Find a Real Estate Agent
A buyer’s agent will be one of the biggest tools at your disposal. A few months before you plan to start looking for a home, start looking for an agent. Ask friends and family who they’ve used and who they would recommend. You’ll want to work with an agent who:
- Is familiar with your desired areas
- Understands the market for your budget and desired property type
- Works full-time as an agent
You don’t legally need a real estate agent, but the right one can provide serious benefits. Local agents who know the market can help you find homes before they’re listed, or homes that have been difficult to sell. A savvy agent who has the right connections can help you navigate the housing market to find you exactly what you need. If you’re in an area with an especially tight housing market, a good real estate agent can be invaluable.
Start Looking for Your Home
Once you’ve completed all of the steps above, you can start looking for your first house with confidence. The length of this phase is difficult to predict.
If you live in an area with a hot seller’s market, you may have to put offers on several homes, competing with other buyers to make the right purchasing offer. If it’s an exceptionally tight market, prepare yourself to put in an offer the same day you view a house.
While in a tight housing market, you may also want to adjust your expectations. Now is the time to be flexible, especially when it comes to minor cosmetic changes or amenities that you can add later on. A good real estate agent will be able to guide you on which features to be flexible with.
If you have the luck of being in a buyer’s market, take advantage of it. Spend time looking at all of your options—you don’t have to choose the first home you find! Your real estate agent can also help you negotiate lower purchase prices, find a lower interest rate, and more.
Either way, patience is key while house hunting.
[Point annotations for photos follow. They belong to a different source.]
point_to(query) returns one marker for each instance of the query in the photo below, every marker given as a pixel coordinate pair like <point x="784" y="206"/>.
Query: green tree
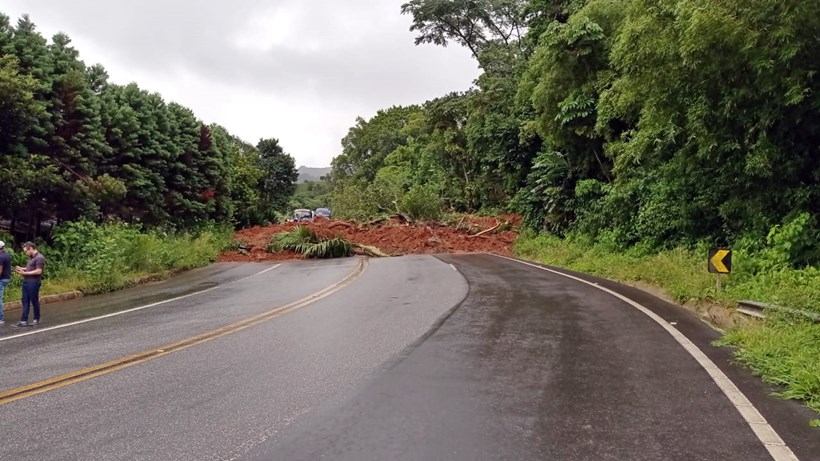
<point x="279" y="181"/>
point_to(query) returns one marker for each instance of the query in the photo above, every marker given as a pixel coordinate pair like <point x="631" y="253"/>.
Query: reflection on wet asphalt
<point x="531" y="366"/>
<point x="93" y="306"/>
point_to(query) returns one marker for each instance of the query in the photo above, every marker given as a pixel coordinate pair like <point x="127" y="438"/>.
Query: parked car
<point x="301" y="214"/>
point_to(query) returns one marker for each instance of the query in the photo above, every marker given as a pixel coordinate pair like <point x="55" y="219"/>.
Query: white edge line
<point x="775" y="445"/>
<point x="139" y="308"/>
Once you find a home that you love, your agent will help you submit an offer and sign a purchase contract.
From Mortgage Application to Closing
Congratulations—your offer was accepted! It’s time to apply for your mortgage. The most important thing you can do is to get all of the required documents to your lender in a timely manner. There are critical deadlines that need to be met in order to buy the home.
When submitting a mortgage application, you’ll typically be required to submit basic personal information and ID, documents to verify your income, and information about current debt and assets. Your lender will give you a complete list of everything they need.
The mortgage approval timeline varies from lender to lender, but you can expect it to take upwards of 30 to 45 days to complete. Getting prequalified early on can help expedite the process, as the lender will already have some of your information on file.
Inspection and Appraisal
There are two really important steps after applying for your mortgage: the lender will send out an appraiser to evaluate the value of your future home, and you will need to find a licensed inspector to look over the property. Your lender will have more information on what they require for each step.
Closing On Your New Home
Closing usually occurs 30-60 days after the purchase contract is signed. On closing day, the property is transferred to you, the buyer. Funds will be transferred from escrow, you will pay mortgage and title fees, and the title company will make sure all of the paperwork is in order. In Texas, you may have to wait until funding is received by the seller before receiving the keys or access to your property. Your real estate agent will notify you when you can take full possession of your new home.
Enjoy Your New Home
Buying a home doesn’t happen overnight, but if you’re aware of the process, you can plan ahead every step of the way. If you find yourself unsure what to do next, know that there are professionals like your real estate agent and local lender who are ready to help.